Ricardo Barros libera R$ 520 milhões para compra de 6,5 mil ambulâncias | Fábio Campana

Ricardo Barros libera R$ 520 milhões para compra de 6,5 mil ambulâncias

O ministro da Saúde, Ricardo Barros, liberou R$ 520 milhões para aquisição de 6,5 mil ambulâncias brancas usadas no transporte sanitário. Esses veículos são usados no transporte de pacientes que necessitam de locomoção para os serviços de saúde, além de garantir o transporte de pacientes entre municípios e serviços de referência em outras cidades. Essa ação facilita o acesso a consultas, exames e internação para cirurgias eletivas, beneficiando diretamente milhões de pessoas em todo o Brasil.

“Em julho, já havíamos anunciados a compra dessas ambulâncias. Agora, estamos oficializando esse compromisso com todo o Brasil, uma vez que os 5.570 municípios estão aptos a receber as novas ambulâncias, desde que tenham indicação parlamentar. Vamos priorizar, nesse momento, os municípios menores, porque são as regiões que mais precisam de atenção e investimento na área de saúde nesse momento”, explicou o ministro da Saúde, Ricardo Barros.

Dentro do critério de distribuição, os municípios que tiverem até 20 mil habitantes terão direito a uma ambulância; os que tiverem de 21 mil a 50 mil terão direito a duas; os que tiverem de 51 mil a 100 mil terão direito a três, e os municípios que tiverem mais de 100 mil habitantes terão direito a quatro ambulâncias.

Mais ambulâncias – Em julho, o Ministério da Saúde anunciou a liberação de R$ 467,6 milhões para a compra de ambulâncias do Samu e 1.000 vans para atender as necessidades da população. Das ambulâncias do Samu, 1.098 unidades vão renovar a frota com mais de cinco anos de uso. Outras 402 serão destinadas para expansão da oferta.

A medida irá beneficiar 134 regiões que não possuem esse tipo de serviço. Com isso, a cobertura da população chegará a 83,4%. Atualmente, o País possui 3.215 ambulâncias em funcionamento, com custeio de mais de R$ 1 bilhão. Só nessa gestão, outras 929 ambulâncias estão sendo adquiridas para renovação e expansão.

Ações – Em mais de um ano de gestão, o ministro Ricardo Barros economizou R$ 3,8 bilhões de recursos sendo totalmente reinvestidos na habilitação de novos serviços.

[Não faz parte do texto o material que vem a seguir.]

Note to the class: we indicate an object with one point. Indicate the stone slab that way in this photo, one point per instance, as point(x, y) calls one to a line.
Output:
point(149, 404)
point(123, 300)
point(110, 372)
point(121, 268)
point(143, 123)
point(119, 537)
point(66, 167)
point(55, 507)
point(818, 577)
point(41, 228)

Do total de recursos, a pasta liberou R$ 2 bilhões para o custeio de 12.138 novos agentes comunitários de saúde, 3.103 novas equipes de Saúde da Família, 2.299 novas equipes Bucal, 882 novos Núcleos de Apoio à Saúde da Família, 113 novas equipes de Saúde Prisional e 34 novos consultórios na rua.

A medida, que beneficia 1.787 municípios e representa cobertura de mais 22 milhões de pessoas na atenção básica, também prevê o credenciamento de 34 Unidades Odontológicas Móveis (UOMs) e a aquisição de 10 mil cadeiras para consultórios odontológicos, com raio-x, que funcionam nas Unidades Básicas de Saúde (UBS).


7 comentários

  1. Aline Nizer Lederer
    sábado, 9 de setembro de 2017 – 14:06 hs

    Liberar verba pra compra de ambulância não resolve o problema da saúde. Precisa melhorar os serviços hospitalares locais com médicos e equipamentos de exames, mais ambulâncias só transfere o problema para os grandes centros.

  2. Jeferson
    sábado, 9 de setembro de 2017 – 16:38 hs

    Brasil passando pela crise que tá e ele conseguindo fazer essas liberações é pq é bom ministro msm.

  3. Rosa
    sábado, 9 de setembro de 2017 – 18:48 hs

    Tô gostando de ver. Essa atenção aos municípios menores é mto importante. Já morei em cidade pequena e sei como é a situação.

  4. José Orlando
    sábado, 9 de setembro de 2017 – 18:52 hs

    Muito bom senhor ministro, nossos municípios estão precisando. Abraços

  5. TO DE OLHO
    domingo, 10 de setembro de 2017 – 1:16 hs

    =-=–=-=-=-=-EM ÉPOCA DE CAMPANHA, ELE ARRUMA ATÉ DOENTE, SE FOR PRECISO-=-=-=

  6. Parreiras Rodrigues
    domingo, 10 de setembro de 2017 – 10:40 hs

    A respeito do comentário da Aline lá em riba. Resolvendo-se os problemas dos hospitais, dai a grita seria por ambulâncias para acessá-los.
    Por parte, diria Jack, o Estripador.

  7. PEDROCA DO SUDOESTE
    domingo, 10 de setembro de 2017 – 13:48 hs

    E a AMBULANCIOTERAPIA continua. Enquanto isso, os hospitais continuam sucateados.